Moreover, according to him, today it is impossible to draw up a full list of modifications that will have occurred in this intervention in the absence of the necessary knowledge and technology.

“And, if you’re not yet shocked by these developments, here’s the worst of it. He did perform a gene sequence of the two groups of cells after the gene editing but before the cells were put into the uterus for the mother to carry until birth. […] He saw or at least should have seen that the editing was not totally successful but he still proceeded with the implantation into the mother’s uterus,” the expert says.

He also criticizes the fact that the experiment was conducted in private, without coordination with the scientific community and government agencies.

“He Jiankui didn’t bother to consult with colleagues, let them review the results, and supervise or monitor the experiment. He proceeded single-handedly, being convinced that ‘parents should get the chance to use this technique.’ I wonder whether he even informed the parents of the full results of his work,” Nidhal Guessoum says.

According to him, dozens of countries have laws that explicitly prohibit this experiments, but not China.

“There are additional concerns with this line of research. First, any error made on a gene in an embryo will be carried by the descendants and passed on to others by reproduction, and such errors will be impossible to remove from humanity. Moreover, even if one checks that no mistakes have been made in such ‘surgery’ before any further steps are taken, who is to guarantee that the technique will only be used for therapeutic purposes, and not for enhancements or evil intentions?” the analyst wonders.

In fact, according to him, clinics around the world are already offering ‘designer babies,’ what carries the risk that people may want their child to definitely become a sports champion or a virtuoso musician.

“Once that genie is out of the bottle, nobody knows what consequences will follow,” the author stresses.

In his opinion, the 2015 international summit on human gene editing issued very clear and strong recommendations regarding further research in this area.

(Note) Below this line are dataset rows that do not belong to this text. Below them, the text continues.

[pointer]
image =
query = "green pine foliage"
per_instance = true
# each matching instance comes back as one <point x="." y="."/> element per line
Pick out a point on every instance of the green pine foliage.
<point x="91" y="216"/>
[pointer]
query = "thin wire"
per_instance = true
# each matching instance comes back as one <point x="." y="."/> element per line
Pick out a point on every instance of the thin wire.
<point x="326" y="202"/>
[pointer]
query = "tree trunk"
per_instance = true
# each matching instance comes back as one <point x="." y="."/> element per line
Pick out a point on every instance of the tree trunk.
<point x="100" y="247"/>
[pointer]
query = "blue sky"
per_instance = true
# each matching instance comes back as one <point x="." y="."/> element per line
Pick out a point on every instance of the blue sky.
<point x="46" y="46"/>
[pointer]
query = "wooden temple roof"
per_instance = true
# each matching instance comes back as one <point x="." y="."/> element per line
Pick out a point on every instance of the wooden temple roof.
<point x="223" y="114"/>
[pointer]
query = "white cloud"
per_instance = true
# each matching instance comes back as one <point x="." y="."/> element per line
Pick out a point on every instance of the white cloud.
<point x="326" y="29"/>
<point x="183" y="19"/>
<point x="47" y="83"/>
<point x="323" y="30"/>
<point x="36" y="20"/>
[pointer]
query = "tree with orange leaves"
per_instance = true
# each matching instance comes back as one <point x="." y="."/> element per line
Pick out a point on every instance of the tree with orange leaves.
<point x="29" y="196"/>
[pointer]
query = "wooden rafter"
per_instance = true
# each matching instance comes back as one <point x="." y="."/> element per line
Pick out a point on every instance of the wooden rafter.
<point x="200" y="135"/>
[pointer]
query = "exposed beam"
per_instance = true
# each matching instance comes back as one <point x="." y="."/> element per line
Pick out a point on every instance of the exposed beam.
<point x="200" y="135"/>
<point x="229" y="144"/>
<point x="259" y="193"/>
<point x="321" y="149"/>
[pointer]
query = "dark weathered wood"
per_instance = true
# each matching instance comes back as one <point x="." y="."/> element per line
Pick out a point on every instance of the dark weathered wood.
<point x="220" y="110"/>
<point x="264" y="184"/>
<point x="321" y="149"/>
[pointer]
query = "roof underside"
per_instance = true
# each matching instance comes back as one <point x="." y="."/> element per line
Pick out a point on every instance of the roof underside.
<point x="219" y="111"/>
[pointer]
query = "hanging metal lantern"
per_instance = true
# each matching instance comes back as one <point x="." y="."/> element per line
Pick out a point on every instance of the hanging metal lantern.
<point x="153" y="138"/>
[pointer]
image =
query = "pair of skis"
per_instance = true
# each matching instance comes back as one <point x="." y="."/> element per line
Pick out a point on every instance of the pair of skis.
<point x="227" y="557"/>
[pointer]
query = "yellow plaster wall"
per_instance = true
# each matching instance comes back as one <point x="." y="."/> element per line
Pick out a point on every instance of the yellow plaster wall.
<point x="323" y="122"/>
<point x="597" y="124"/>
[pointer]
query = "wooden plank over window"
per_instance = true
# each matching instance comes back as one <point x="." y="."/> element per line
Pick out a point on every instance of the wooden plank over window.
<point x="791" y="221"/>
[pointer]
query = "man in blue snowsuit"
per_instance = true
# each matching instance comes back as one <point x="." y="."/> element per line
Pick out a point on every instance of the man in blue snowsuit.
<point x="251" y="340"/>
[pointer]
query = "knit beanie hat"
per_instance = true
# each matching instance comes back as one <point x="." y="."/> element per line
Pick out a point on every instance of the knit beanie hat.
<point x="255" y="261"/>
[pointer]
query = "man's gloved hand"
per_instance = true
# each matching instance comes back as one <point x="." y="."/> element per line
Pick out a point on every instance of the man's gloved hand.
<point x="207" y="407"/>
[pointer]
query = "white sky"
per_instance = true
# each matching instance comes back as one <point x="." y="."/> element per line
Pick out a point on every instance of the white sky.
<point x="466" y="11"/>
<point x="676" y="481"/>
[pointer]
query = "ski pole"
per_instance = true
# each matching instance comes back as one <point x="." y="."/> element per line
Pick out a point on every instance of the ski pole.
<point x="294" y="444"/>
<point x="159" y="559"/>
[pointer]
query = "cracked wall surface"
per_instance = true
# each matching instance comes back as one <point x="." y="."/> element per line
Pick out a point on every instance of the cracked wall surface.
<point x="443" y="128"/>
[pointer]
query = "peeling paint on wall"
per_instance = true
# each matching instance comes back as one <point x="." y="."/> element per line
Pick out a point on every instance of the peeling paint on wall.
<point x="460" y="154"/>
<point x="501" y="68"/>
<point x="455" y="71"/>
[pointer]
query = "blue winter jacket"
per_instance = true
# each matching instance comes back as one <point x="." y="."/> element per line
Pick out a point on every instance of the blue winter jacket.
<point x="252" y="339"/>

“It would be irresponsible to proceed with any clinical use of hereditary cell editing unless and until the relevant safety and efficacy issues have been resolved, based on appropriate understanding and balancing of risks, potential benefits, and alternatives; and there is broad societal consensus about the appropriateness of the proposed application. Moreover, any clinical use should proceed only under appropriate regulatory oversight. At present, these criteria have not been met for any proposed clinical use,” the expert cites the statement by representatives of the organizing committee of the summit.

Ethical international guidelines, if not red lines, are urgently needed for human gene editing, he believes.

“We must not allow individual scientists to recruit consenting parents for dubious experiments through false promises or decide on their own what research is good or bad. The whole of humanity is at stake in such research,” Nidhal Guessoum concludes.